IN AN INTERVIEW last week, Wilson said Reston Interfaith, the recipient of a $35,000 grant from the town, was "carefully weighing the conditions imposed on the final product," she said. "If it is something we can't live with then we would walk away."
Wilson said a town requirement that Reston Interfaith be forced to check documents would be one such "unacceptable" condition. Wilson also said she would be monitoring requirements that have been floated that would threaten the "dignity" of any of the day laborers. Some have suggested that the workers take specific public streets to get to the site. "That's not my job and I would draw the line there."
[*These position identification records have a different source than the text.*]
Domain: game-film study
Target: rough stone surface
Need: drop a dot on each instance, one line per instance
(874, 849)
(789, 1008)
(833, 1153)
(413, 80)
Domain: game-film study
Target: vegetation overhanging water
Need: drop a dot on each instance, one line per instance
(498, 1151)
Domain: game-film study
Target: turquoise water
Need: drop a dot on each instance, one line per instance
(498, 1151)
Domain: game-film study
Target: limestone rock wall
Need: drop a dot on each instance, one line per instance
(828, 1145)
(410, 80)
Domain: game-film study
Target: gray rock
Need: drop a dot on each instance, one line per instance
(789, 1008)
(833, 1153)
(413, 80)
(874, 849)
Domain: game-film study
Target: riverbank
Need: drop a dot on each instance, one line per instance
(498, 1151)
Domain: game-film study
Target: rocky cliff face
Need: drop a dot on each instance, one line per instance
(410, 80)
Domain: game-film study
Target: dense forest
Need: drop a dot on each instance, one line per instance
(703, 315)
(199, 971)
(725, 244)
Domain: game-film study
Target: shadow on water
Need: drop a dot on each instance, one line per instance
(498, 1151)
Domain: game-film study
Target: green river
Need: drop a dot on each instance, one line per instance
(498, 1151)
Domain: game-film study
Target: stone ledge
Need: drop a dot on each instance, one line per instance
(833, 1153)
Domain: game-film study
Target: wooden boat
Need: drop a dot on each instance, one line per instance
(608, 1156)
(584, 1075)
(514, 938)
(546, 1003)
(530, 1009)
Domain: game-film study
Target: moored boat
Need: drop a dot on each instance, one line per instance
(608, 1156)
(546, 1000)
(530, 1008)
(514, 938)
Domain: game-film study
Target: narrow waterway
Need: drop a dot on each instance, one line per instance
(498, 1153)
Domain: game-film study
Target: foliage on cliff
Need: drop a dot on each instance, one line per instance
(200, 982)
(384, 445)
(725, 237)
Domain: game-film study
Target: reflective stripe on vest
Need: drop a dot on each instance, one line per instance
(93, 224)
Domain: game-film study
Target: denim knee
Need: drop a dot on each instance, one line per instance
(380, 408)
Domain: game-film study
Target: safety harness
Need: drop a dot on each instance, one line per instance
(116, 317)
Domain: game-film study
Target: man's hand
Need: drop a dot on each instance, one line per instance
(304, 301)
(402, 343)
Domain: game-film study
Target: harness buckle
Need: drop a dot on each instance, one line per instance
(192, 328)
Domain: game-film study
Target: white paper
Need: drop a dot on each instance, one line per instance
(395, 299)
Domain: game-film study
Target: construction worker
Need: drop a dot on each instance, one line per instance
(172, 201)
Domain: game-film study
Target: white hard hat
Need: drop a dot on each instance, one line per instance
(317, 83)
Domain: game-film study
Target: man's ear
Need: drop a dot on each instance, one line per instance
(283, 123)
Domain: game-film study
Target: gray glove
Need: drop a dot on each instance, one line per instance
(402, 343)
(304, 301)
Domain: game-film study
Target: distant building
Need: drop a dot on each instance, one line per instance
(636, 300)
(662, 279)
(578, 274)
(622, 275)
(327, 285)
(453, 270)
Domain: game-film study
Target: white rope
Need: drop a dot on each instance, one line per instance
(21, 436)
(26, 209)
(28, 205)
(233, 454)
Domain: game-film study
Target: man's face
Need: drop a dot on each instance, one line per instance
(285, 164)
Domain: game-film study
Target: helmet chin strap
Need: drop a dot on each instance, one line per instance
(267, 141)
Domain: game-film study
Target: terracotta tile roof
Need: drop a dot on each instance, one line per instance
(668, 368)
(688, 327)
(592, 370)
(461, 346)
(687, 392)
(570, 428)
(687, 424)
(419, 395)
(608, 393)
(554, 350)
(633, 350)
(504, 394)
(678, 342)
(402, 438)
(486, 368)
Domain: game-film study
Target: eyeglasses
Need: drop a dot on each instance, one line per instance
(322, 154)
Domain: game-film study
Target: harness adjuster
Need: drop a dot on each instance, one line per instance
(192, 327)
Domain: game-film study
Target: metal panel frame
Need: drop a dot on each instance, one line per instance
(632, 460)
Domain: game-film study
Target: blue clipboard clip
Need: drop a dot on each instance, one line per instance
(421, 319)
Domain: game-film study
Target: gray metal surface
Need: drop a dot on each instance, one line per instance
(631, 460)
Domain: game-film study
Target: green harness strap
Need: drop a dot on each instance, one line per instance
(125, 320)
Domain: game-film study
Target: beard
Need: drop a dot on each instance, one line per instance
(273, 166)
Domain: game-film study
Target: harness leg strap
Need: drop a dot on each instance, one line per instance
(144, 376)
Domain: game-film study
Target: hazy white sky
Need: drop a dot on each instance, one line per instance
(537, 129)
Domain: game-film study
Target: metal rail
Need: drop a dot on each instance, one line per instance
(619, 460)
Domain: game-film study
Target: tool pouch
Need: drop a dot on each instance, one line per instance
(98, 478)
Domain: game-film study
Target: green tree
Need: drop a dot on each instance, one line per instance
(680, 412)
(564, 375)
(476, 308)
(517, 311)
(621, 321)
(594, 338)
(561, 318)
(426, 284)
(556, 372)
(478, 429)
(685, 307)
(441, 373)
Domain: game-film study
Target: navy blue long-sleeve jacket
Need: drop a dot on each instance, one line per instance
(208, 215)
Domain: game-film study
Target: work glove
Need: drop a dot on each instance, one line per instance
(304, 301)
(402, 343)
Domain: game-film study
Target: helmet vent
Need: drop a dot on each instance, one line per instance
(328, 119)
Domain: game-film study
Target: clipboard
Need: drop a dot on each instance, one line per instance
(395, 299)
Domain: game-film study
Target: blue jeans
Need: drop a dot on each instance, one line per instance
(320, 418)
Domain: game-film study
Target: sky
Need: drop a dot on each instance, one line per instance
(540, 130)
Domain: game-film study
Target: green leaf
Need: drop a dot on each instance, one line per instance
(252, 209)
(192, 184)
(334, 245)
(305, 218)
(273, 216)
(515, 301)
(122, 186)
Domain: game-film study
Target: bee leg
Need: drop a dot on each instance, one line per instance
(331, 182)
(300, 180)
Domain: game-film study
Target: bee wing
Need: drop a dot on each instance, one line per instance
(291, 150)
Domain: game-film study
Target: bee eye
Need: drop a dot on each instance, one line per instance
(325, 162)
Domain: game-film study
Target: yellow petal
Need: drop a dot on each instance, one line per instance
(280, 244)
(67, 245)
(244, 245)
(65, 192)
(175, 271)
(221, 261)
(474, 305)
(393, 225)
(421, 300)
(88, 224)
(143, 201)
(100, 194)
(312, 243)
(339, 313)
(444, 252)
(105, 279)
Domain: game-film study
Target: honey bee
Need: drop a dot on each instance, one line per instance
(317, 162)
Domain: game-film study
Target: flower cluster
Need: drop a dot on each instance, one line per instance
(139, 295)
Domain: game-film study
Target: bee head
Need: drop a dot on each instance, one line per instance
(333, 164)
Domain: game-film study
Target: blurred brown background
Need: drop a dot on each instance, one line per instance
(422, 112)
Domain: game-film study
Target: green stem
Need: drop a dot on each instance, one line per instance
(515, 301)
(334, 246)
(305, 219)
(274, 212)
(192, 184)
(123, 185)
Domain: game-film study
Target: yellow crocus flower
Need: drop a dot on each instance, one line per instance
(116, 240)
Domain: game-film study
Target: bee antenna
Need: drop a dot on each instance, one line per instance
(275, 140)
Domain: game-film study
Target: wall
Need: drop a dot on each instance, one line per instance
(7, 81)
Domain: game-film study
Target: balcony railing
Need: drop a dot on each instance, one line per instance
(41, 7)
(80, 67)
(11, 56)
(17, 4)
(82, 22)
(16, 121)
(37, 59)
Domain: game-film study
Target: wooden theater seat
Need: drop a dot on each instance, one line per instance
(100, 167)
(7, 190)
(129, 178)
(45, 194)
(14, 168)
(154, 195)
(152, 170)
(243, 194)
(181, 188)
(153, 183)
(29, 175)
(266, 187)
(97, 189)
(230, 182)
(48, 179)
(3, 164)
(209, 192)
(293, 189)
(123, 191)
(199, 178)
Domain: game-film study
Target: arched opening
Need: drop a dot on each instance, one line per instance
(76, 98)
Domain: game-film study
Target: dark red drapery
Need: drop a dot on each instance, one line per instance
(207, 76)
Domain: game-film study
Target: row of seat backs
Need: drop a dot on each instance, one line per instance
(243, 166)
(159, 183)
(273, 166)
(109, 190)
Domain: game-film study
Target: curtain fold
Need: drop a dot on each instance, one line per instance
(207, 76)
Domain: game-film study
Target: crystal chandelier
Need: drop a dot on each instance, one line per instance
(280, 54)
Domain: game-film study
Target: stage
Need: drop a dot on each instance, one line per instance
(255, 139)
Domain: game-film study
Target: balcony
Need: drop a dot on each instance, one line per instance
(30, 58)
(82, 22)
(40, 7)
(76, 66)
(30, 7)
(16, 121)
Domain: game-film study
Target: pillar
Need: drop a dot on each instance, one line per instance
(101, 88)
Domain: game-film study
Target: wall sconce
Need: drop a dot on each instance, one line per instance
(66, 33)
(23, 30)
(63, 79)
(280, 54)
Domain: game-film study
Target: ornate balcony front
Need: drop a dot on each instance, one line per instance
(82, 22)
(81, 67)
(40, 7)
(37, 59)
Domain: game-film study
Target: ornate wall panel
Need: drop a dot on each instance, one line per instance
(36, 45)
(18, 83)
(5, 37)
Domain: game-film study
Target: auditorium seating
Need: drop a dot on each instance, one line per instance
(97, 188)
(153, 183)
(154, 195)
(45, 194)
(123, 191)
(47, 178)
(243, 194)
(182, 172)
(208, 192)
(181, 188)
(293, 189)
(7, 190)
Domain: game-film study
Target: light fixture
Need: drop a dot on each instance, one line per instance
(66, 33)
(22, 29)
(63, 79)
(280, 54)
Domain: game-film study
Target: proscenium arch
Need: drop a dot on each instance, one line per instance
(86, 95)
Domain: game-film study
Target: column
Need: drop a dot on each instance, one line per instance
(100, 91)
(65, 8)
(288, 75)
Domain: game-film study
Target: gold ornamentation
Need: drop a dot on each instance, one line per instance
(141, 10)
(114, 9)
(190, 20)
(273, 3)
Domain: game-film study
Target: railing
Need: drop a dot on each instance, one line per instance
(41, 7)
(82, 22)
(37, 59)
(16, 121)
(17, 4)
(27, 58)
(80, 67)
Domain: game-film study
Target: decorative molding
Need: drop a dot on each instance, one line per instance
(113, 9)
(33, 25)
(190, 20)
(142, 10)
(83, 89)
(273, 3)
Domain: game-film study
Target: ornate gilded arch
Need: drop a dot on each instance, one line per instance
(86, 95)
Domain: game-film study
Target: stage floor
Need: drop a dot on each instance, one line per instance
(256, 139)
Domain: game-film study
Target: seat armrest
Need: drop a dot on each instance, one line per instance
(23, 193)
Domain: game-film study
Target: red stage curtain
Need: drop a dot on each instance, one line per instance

In its conditional-use permit, Reston Interfaith did project increased foot traffic in some of the surrounding neighborhoods. Calling day laborers "decent, hardworking folk," the application disputed those in the community who believe the laborers' presence would pose a safety threat. "Day laborers pose no more of a threat to children walking to school than does any other segment of the population," the application read. "Similarly, it is unjust to link day laborers with litter and crime."
The application also addressed concerns made by opponents of the interim site and neighbors of the lumber year. "It is hard to imagine that residential property values would be affected by a site that is separated from the properties in question by a fence, a thick stand of trees and an expanse of open field."
IN THE PLANNING Commission's July 23 work session, town staff recommended the commission defer the application, while they wait to hear comments from additional departments, including the police, and a further study of potential impacts.
Under the application for a conditional-use permit, submitted by Reston Interfaith, a portion of the site at the old Herndon Lumber yard would be equipped with two trailers with electricity and bottled water, a simple shelter for workers to wait, two portable toilets, 16 parking spaces and one mobile food service vendor. Reston Interfaith plans on using the trailers to assist workers and register employers.
Because of security and safety concerns, the existing building would not be used.
The site, according to the staff report, would be open for business from 5 a.m. to 1 p.m. and would house no more than 150 persons. An on-site coordinator or other staff member of Reston Interfaith would be present at all times during these hours, the report said. "The site would be locked outside of those hours, although a double fence would allow for workers to be dropped off after hours without entering the main part of the site."